Intel® Math Kernel Library (Intel® MKL) is a library of highly optimized, extensively threaded math routines for science, engineering, and financial applications that require maximum performance. Core math functions include BLAS, LAPACK, ScaLAPACK1 (ScaLAPACK is not supported under Mac OS* X), Sparse Solvers, Fast Fourier Transforms, Vector Math, and more.

Offering performance optimizations for current and next-generation Intel® processors, it includes improved integration with Microsoft Visual Studio*, Eclipse*, and XCode*. Intel® MKL allows for full integration of the Intel Compatibility OpenMP* run-time library for greater Windows*/Linux* cross-platform compatibility.

Intel® Integrated Performance Primitives (Intel® IPP) is an extensive library of multicore-ready, highly optimized software functions for multimedia, data processing, and communications applications. Intel® IPP offers thousands of optimized functions covering frequently used fundamental algorithms.

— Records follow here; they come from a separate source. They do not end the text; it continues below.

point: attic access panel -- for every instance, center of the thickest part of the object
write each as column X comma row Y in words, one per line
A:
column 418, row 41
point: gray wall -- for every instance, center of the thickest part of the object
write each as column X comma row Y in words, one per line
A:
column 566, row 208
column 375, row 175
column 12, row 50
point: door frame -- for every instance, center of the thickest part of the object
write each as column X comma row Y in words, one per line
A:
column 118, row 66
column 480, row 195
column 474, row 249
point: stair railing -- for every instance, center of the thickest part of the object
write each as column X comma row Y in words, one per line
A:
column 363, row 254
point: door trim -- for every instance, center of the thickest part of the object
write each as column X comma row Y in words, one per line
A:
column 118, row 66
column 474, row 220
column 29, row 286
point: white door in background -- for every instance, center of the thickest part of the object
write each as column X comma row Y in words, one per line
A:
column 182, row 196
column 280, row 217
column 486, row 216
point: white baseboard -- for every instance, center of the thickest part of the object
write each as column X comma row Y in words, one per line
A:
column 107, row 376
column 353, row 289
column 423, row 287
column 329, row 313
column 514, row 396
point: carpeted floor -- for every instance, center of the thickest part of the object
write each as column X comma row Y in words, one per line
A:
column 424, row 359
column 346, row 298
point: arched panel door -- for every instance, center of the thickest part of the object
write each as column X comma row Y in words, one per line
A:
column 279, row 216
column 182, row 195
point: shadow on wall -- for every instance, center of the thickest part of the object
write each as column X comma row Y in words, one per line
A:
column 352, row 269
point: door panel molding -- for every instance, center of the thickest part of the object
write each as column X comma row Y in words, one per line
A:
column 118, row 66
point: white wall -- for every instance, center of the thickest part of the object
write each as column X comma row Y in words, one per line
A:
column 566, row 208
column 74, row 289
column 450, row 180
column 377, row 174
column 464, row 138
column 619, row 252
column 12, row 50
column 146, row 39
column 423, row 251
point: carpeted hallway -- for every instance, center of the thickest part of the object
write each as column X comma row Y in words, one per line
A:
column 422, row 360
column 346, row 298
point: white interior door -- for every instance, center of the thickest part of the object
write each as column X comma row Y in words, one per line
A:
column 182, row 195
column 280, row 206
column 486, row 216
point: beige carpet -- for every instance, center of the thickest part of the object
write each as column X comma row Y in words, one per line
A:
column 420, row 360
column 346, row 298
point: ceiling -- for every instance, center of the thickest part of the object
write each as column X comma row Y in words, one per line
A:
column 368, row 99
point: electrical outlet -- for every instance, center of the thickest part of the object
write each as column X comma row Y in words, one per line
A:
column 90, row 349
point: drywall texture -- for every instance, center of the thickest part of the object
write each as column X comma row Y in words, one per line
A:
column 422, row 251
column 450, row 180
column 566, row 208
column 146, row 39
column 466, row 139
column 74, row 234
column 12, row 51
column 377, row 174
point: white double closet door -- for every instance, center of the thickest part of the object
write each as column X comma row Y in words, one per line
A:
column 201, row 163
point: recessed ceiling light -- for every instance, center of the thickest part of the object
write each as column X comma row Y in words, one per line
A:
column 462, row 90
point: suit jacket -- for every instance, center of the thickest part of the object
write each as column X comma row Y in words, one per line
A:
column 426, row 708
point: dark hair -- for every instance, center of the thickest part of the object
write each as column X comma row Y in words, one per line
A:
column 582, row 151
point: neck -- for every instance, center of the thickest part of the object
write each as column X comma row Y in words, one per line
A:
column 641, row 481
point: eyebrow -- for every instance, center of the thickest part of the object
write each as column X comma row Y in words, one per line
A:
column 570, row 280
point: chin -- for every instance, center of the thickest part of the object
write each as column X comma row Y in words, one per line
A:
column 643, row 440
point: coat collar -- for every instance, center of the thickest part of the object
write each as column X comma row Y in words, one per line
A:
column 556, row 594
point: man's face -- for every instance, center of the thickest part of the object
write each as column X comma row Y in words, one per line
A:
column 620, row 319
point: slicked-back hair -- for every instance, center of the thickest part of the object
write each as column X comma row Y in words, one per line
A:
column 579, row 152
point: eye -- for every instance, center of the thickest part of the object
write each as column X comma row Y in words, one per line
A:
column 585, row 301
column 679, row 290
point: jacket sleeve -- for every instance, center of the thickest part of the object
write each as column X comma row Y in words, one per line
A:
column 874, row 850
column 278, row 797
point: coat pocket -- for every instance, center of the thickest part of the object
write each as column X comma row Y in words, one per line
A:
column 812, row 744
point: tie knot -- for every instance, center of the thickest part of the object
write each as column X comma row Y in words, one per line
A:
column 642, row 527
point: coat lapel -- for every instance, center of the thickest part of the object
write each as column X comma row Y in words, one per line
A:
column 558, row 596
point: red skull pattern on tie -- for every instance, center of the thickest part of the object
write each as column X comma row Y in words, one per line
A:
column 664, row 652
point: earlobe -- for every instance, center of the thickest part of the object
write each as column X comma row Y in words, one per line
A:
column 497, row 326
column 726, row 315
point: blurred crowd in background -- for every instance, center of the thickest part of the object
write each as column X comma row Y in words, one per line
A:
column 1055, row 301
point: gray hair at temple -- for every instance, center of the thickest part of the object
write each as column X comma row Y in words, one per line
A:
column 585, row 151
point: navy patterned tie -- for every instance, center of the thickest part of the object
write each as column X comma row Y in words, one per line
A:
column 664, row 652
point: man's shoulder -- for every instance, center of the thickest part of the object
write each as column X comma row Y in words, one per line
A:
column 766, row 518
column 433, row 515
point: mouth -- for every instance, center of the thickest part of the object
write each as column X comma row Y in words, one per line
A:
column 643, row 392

Intel® Threading Building Blocks (Intel® TBB) is a C++ template library that abstracts threads to tasks to create reliable, portable, and scalable parallel applications. Just as the C++ Standard Template Library (STL) extends the core language, Intel® TBB offers C++ users a higher level abstraction for parallelism. To implement Intel® TBB, developers use familiar C++ templates and coding style, leaving low-level threading details to the library. It is also portable between architectures and operating systems. With Intel® TBB, developers get the benefits of faster programming, scalable performance, and easier-to-maintain code.

Your Next Steps – Finding Opportunities

After reviewing the basics of parallelism and knowledge of some of the methods for implementing parallelism, we come to the most complex issue: How do you find parallel opportunities? In the next section, we will review how to find good candidates for parallelization and overcome common challenges to parallelizing these candidates.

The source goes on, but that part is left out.